Homeostasis of plasma membrane viscosity in fluctuating temperatures


Authors for correspondence:
John Runions
Tel: +44 1865 483 964
Email: jrunions@brookes.ac.uk

Harriet G. McWatters
Tel: +44 1865 275 028
Email: Harriet.McWatters@plants.ox.ac.uk


  • Temperature has a direct effect at the cellular level on an organism. For instance, in the case of biomembranes, cooling causes lipids to lose entropy and pack closely together. Reducing temperature should, in the absence of other factors, increase the viscosity of a lipid membrane. We have investigated the effect of temperature variation on plasma membrane (PM) viscosity.
  • We used dispersion tracking of photoactivated green fluorescent protein (GFP) and fluorescence recovery after photobleaching in wild-type and desaturase mutant Arabidopsis thaliana plants along with membrane lipid saturation analysis to monitor the effect of temperature and membrane lipid composition on PM viscosity.
  • Plasma membrane viscosity in A. thaliana is negatively correlated with ambient temperature only under constant-temperature conditions.
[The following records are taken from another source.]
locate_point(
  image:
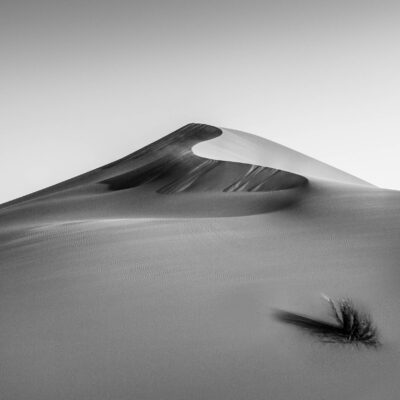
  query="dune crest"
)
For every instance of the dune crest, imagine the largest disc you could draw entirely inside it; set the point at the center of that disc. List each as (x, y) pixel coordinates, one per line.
(237, 146)
(133, 185)
(156, 277)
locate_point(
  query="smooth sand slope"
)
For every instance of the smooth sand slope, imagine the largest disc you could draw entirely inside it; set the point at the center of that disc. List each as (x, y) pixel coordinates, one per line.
(156, 277)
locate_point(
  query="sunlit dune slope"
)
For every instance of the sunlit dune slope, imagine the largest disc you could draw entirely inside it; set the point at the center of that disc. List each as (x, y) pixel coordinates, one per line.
(157, 277)
(243, 147)
(133, 185)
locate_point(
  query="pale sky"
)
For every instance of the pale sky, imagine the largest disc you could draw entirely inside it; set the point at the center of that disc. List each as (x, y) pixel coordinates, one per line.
(83, 83)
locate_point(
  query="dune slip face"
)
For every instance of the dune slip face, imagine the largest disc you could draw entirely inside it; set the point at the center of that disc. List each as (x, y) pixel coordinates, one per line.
(158, 276)
(133, 185)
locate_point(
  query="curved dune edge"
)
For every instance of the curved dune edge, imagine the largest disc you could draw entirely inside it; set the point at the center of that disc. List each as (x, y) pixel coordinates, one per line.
(164, 179)
(237, 146)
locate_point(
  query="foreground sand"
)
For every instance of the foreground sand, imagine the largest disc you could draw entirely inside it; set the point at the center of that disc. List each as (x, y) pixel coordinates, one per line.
(136, 294)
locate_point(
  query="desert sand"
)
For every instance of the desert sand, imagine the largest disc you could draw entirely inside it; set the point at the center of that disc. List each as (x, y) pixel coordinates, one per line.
(156, 277)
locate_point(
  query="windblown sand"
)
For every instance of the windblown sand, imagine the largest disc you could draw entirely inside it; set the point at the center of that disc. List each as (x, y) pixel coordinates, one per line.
(131, 293)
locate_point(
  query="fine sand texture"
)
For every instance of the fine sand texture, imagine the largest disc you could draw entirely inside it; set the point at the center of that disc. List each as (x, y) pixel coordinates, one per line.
(158, 277)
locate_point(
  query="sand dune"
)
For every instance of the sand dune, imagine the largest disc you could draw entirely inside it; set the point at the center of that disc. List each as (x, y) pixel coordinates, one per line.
(156, 277)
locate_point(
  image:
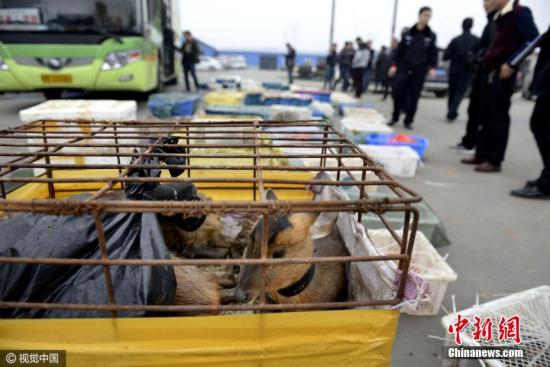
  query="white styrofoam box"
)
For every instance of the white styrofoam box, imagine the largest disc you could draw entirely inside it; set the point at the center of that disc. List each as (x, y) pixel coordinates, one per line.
(289, 113)
(53, 110)
(337, 98)
(81, 109)
(324, 107)
(357, 128)
(533, 308)
(399, 161)
(426, 262)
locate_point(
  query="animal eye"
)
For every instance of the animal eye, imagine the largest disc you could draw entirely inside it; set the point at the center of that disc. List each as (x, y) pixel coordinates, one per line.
(278, 253)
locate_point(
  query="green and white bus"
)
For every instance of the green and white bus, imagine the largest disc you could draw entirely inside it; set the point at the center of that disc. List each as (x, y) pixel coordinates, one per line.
(107, 45)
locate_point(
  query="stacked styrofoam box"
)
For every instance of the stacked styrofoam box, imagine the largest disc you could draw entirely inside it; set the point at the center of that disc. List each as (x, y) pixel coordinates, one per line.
(426, 262)
(288, 113)
(82, 110)
(533, 308)
(398, 161)
(357, 128)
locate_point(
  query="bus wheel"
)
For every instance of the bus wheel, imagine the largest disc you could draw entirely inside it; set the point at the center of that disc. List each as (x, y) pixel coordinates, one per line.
(53, 93)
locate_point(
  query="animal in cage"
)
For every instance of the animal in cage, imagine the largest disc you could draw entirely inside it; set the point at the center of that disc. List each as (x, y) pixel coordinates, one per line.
(197, 286)
(216, 236)
(290, 237)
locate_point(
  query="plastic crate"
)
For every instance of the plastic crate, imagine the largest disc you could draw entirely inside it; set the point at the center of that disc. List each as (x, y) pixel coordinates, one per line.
(533, 306)
(317, 95)
(275, 85)
(164, 105)
(429, 222)
(425, 262)
(358, 128)
(398, 161)
(418, 143)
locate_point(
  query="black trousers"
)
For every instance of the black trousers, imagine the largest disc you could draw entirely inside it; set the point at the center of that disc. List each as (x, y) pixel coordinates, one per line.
(358, 75)
(190, 69)
(407, 85)
(496, 100)
(540, 126)
(473, 125)
(459, 81)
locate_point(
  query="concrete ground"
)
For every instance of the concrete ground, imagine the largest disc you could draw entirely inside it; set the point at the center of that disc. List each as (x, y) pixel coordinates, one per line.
(500, 244)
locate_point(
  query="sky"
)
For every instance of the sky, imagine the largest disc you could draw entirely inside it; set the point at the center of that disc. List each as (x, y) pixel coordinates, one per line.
(266, 25)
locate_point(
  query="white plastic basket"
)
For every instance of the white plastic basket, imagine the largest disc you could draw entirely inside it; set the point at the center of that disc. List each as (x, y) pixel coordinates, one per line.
(400, 161)
(533, 308)
(427, 263)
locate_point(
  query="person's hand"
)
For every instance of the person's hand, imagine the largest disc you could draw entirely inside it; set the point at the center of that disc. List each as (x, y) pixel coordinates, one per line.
(506, 71)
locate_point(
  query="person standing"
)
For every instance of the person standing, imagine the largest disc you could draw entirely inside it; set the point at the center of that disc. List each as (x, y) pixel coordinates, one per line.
(416, 55)
(330, 62)
(370, 66)
(381, 68)
(189, 58)
(389, 79)
(514, 29)
(290, 61)
(540, 124)
(462, 52)
(344, 63)
(359, 66)
(473, 125)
In the more natural environment of temperature cycles, plants actively manage PM viscosity to counteract the direct effects of temperature.
  • Plasma membrane viscosity is regulated by altering the proportion of desaturated fatty acids. In cold conditions, cell membranes accumulate desaturated fatty acids, which decreases membrane viscosity and vice versa. Moreover, we show that control of fatty acid desaturase 2 (FAD2)-dependent lipid desaturation is essential for this homeostasis of membrane viscosity. Finally, a lack of FAD2 function results in aberrant temperature responses.